Clin Backbone Surg. 2017 Aug;30(7):E915-E922
Authors: Luo J, Cao Okay, Yu T, Li L, Huang S, Gong M, Cao C, Zou X
STUDY DESIGN: Systematic evaluation and meta-analysis.
BACKGROUND: Posterolateral fusion (PLF) and posterior lumbar interbody fusion (PLIF) have been broadly used within the therapy of lumbar isthmic spondylolisthesis (IS). There was an important controversy over the popular fusion methodology.
OBJECTIVE: The aim of this research is to guage the scientific outcomes between PLF and PLIF for the therapy of IS.

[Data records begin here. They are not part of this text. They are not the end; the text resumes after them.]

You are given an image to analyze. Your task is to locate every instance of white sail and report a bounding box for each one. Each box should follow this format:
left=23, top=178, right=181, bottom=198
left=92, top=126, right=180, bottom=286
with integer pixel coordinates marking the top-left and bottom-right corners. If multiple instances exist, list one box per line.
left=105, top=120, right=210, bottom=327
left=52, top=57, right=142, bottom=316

MATERIALS AND METHODS: Associated research that in contrast the scientific effectiveness of PLIF and PLF for the therapy of IS have been acquired by a complete search in four digital databases (PubMed, EMBASE, Cochrane Managed Trial Register, and MEDLINE) from January 1950 by December 2014. Included research have been carried out in line with eligibility standards. The principle endpoints included: enchancment of scientific satisfaction, complication charge, reoperation charge, fusion charge, and reoperation charge.
RESULTS: A complete of 9 research have been included within the meta-analysis; 6 have been low-quality proof and a pair of have been high-quality proof as indicated by the Jadad scale. In contrast with PLIF, PLF sufferers confirmed decrease fusion charges [P=0.005, odds ratio (OR)=0.29 (0.14, 0.58)] and shorter operation instances [P<0.00001, weighted mean difference (WMD)=-0.5(-0.61, -0.39)]. No vital distinction was discovered within the time period of postoperative visible analogue scale leg rating [P=0.92, WMD=0.02 (-0.39, 0.44)] and visible analogue reduce rating [P=0.41, WMD=0.20 (-0.28, 0.68)], blood loss [P=0.39, WMD=121.17 (-152.68, 395.01)], complication charge [P=0.42, OR=1.50 (0.56, 4.03)], postoperative Oswestry Incapacity Index [P=0.3, WMD=1.09 (-0.97, 3.15)], and postoperative scientific satisfaction [P=0.84, OR=1.06 (0.60, 1.86)].
CONCLUSIONS: In conclusion, our meta-analysis advised that PLF reveals vital decrease fusion charge in contrast with PLIF. Though PLIF had extra operation time than PLF, there was no vital distinction in international evaluation of scientific final result between the two fusion procedures. Nonetheless, future well-designed, randomized-controlled trials are nonetheless wanted to additional verify our outcomes.